For efficiency we should create some indices.

CREATE INDEX area_idx ON polygons (area);
CREATE INDEX pfid_idx ON polygons (pfid);
CREATE INDEX polygons_geom_idx ON polygons USING GIST (geom);

area_idx and pfid_idx are the standard indices on area and pfid fields. polygons_geom_idx is the GIST index on geom field, which speeds up the process of finding the nested polygons. You may prefer to create indices after filling out the table.

The procedure arrangePolygons() scans the polygons table and finds the container polygon id.
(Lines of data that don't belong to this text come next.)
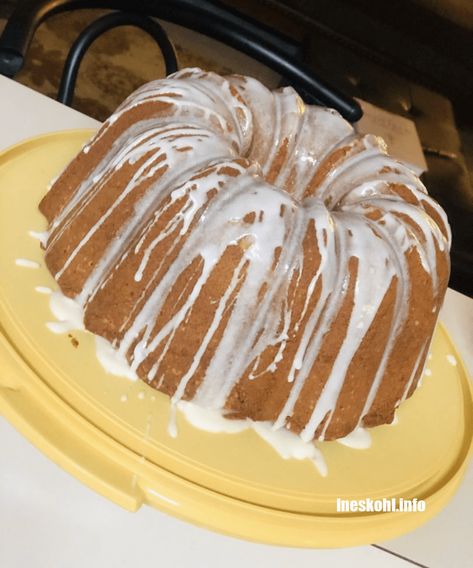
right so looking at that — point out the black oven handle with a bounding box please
[0,0,363,122]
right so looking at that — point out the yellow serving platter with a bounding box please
[0,130,472,547]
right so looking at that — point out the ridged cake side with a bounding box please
[39,68,450,441]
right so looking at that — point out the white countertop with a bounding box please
[0,75,472,568]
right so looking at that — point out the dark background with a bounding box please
[1,0,472,295]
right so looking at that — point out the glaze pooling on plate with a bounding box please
[15,258,40,269]
[176,400,329,476]
[27,280,332,475]
[37,68,450,443]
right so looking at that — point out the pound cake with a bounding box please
[39,68,450,442]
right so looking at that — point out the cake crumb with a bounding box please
[424,369,432,376]
[120,394,128,403]
[68,334,79,348]
[138,391,145,400]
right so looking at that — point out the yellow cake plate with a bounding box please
[0,130,472,548]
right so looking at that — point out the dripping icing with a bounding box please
[39,68,450,449]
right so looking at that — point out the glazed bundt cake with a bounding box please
[39,68,450,442]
If there is no container for a polygon then NULL value remains.

CREATE OR REPLACE FUNCTION arrangePolygons()
RETURNS Void AS \$proc\$
DECLARE
curs_feats CURSOR FOR
SELECT fid, area, geom FROM polygons
ORDER BY area FOR UPDATE;
curs_parents CURSOR (
feat_area double precision, feat_geom Geometry) FOR
SELECT fid, geom FROM polygons
WHERE area>feat_area AND geom && feat_geom
ORDER BY area;
pfidV Bigint;
BEGIN
SET enable_seqscan TO off;
<<feats_loop>>
FOR feat IN curs_feats LOOP
pfidV = NULL;
IF feat.geom IS NOT NULL THEN
<<parents_loop>>
FOR pfeat IN curs_parents (
feat_area:=feat.area, feat_geom:=feat.geom) LOOP
IF _ST_Contains(pfeat.geom, feat.geom)=true THEN
pfidV = pfeat.fid;
EXIT parents_loop;
END IF;
END LOOP parents_loop;
UPDATE polygons SET
pfid = pfidV
WHERE CURRENT OF curs_feats;
END IF;
END LOOP feats_loop;
END;
\$proc\$ LANGUAGE plpgsql;

The procedure is quite simple and consists of two nested loops. In curs_parents cursor we use ordering on area to find the object’s container: from those polygons that contain the given one the container will, of course, have the smallest area.
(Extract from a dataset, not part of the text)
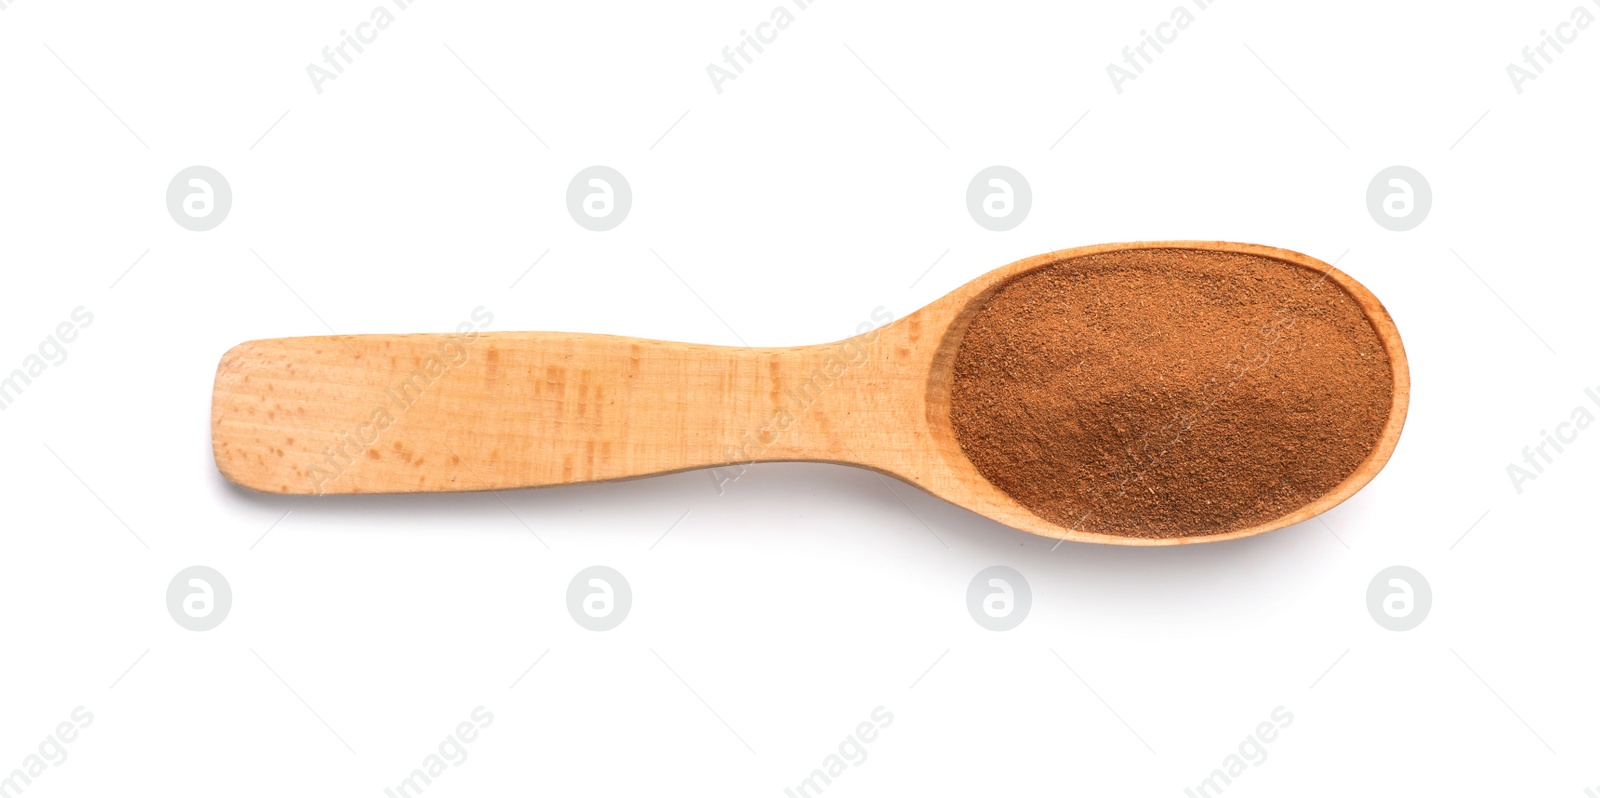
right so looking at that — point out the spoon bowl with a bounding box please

Note that we use a variant of the _ST_Contains function with an underscore, since ST_Contains could preliminary access the polygons_geom_idx index, which we have already used with && operator on the bounding boxes.
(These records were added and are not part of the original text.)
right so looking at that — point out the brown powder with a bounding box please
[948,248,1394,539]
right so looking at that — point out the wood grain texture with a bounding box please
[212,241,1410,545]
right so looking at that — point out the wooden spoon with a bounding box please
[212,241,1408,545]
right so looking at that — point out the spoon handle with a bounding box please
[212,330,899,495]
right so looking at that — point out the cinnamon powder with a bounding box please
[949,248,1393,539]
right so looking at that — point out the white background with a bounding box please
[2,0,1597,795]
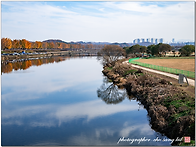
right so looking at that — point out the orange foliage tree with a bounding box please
[47,42,54,49]
[35,41,42,49]
[31,42,36,49]
[26,41,31,49]
[1,38,99,50]
[42,42,48,49]
[1,38,12,49]
[12,39,21,49]
[20,39,31,49]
The expression `SET enable_seqscan TO off;‘ is here for forcing usage of defined indices.

The second procedure setZIndex(Bigint, Smallint) sets zindex of polygons and it is recursive. We pass the container id (NULL if there is no container) and the current zindex as arguments to it.

CREATE OR REPLACE FUNCTION setZIndex(pfid Bigint, zindex Smallint)
RETURNS Void AS \$proc\$
DECLARE
feat record;
curs refcursor;
BEGIN
IF pfid IS NULL THEN
OPEN curs NO SCROLL FOR
SELECT fid FROM polygons AS f
WHERE f.pfid IS NULL;
ELSE
OPEN curs NO SCROLL FOR
SELECT fid FROM polygons AS f
WHERE f.pfid=setZIndex.pfid;
END IF;
<<curs_loop>>
WHILE TRUE LOOP
FETCH NEXT FROM curs INTO feat;
PERFORM setZIndex(feat.fid, zindex+1::Smallint);
UPDATE polygons SET
zindex = setZIndex.zindex
WHERE CURRENT OF curs;
END LOOP curs_loop;
END;
\$proc\$ LANGUAGE plpgsql;

At the very beginning, one of the two applicable cursors is selected depending on the container id value. Inside the loop, the procedure is called again for those polygons whose container is current polygon. zindex value is increased by one on every recursive call.

Let’s execute this code.

INSERT INTO polygons (fid, geom) VALUES (1, ST_GeomFromText(
'POLYGON((0 0,100 0,100 100,0 100,0 0))',3785));
INSERT INTO polygons (fid, geom) VALUES (2, ST_GeomFromText(
'POLYGON((150 0,200 0,200 50,150 50,150 0))',3785));
INSERT INTO polygons (fid, geom) VALUES (3, ST_GeomFromText(
'POLYGON((20 20,80 20,80 80,20 80,20 20))',3785));
INSERT INTO polygons (fid, geom) VALUES (4, ST_GeomFromText(
'POLYGON((40 40,60 40,60 60,40 60,40 40))',3785));
UPDATE polygons SET area=ST_Area(geom);
SELECT arrangePolygons();
SELECT setZIndex(NULL::Bigint,0::Smallint);
SELECT fid, pfid, area, zindex FROM polygons;

We should get following results.

fid pfid area zindex
2 2500 0
4 3 400 2
3 1 3600 1
1 10000 0

The pfid column gives us the container id, the value in the column zindex shows to us the type of the polygon object: if the value is even then it is the land coastline, otherwise it is the lake shore.

Zero value corresponds to the isolated polygons: continents or oceanic islands.